Research Priorities and Challenges:

Ultimately, the unique properties of recombinant ldh2 make it a promising candidate for improving both detection sensitivity and control strategy specificity, particularly for clinically relevant serotype 4b strains.

What are the current gaps in understanding the structure-function relationships of L. monocytogenes ldh2 and how might these be addressed?

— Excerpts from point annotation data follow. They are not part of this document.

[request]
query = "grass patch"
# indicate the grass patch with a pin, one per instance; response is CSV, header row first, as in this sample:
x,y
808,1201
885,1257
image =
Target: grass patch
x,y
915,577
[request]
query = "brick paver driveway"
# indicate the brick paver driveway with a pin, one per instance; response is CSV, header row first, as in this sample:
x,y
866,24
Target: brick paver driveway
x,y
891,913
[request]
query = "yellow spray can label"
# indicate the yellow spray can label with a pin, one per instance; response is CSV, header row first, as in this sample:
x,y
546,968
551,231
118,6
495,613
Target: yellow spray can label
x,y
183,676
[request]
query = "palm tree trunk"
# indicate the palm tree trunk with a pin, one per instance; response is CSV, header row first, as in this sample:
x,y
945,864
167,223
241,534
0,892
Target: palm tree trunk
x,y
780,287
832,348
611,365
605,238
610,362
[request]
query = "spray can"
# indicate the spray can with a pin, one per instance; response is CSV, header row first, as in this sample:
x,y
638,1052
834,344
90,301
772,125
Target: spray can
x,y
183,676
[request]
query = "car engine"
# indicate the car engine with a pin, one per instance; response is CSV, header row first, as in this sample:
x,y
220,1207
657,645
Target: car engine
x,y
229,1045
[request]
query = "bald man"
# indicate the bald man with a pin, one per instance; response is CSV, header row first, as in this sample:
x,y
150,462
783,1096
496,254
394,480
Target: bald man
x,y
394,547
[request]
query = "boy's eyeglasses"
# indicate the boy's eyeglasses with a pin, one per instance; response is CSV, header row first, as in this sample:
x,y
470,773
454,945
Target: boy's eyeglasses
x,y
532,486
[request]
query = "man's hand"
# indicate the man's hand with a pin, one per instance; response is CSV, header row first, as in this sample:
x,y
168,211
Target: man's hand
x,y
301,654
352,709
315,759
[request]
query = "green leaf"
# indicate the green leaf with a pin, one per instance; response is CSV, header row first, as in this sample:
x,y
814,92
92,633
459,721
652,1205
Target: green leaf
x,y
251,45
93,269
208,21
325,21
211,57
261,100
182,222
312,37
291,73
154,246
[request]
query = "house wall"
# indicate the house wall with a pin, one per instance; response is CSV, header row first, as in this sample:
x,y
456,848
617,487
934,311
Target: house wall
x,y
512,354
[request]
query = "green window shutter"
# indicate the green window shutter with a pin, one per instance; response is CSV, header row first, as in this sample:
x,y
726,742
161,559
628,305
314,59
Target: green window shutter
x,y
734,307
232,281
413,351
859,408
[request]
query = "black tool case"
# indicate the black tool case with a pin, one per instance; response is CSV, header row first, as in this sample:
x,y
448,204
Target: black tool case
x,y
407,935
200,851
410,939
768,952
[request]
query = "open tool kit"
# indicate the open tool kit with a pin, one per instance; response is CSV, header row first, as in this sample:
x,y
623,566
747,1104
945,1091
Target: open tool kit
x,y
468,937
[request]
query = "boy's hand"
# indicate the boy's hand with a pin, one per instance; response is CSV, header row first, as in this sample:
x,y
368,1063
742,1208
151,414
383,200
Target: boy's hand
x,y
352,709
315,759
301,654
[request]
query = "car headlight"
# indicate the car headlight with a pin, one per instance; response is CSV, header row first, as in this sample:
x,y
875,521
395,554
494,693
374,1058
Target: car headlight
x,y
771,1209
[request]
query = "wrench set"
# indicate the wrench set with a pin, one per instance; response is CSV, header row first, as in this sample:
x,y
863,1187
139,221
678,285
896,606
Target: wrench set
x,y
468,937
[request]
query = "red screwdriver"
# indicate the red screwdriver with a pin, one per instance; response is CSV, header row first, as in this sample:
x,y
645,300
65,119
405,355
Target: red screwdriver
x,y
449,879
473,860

Several significant knowledge gaps exist in our understanding of L. monocytogenes ldh2 structure-function relationships:

Current Knowledge Gaps:

• Structural Determinants of Catalysis:

  • Limited structural data specific to L. monocytogenes ldh2

  • Unclear substrate-binding pocket differences between ldh1 and ldh2

  • Insufficient information on quaternary structure and oligomerization

• Regulatory Mechanisms:

  • Unknown allosteric regulators specific to ldh2

  • Limited understanding of post-translational modifications

  • Incomplete knowledge of transcriptional control under various conditions

• Protein-Protein Interactions:

  • Uncharacterized potential interactions with other metabolic enzymes

  • Limited data on potential moonlighting functions

  • Unknown interactions with host cellular components during infection

Methodological Approaches to Address These Gaps:

Research Hypotheses to Test:

• Different substrate specificities between ldh1 and ldh2 contribute to metabolic adaptation under varied environmental conditions

• Ldh2 may interact with specific cellular components during intracellular infection

• The structural stability of ldh2 contributes to L. monocytogenes' adaptation to temperature stress

• Serotype-specific variations in ldh2 structure may correlate with virulence differences

Potential Experimental Design:

Begin with comprehensive structural determination using X-ray crystallography or cryo-EM, followed by systematic mutagenesis of key residues identified in the structure. Complement with functional assays under various environmental conditions, and validate findings in cellular models using gene replacement strategies with mutant variants.

These approaches would significantly advance our understanding of how ldh2's structure relates to its function in L. monocytogenes metabolism and virulence.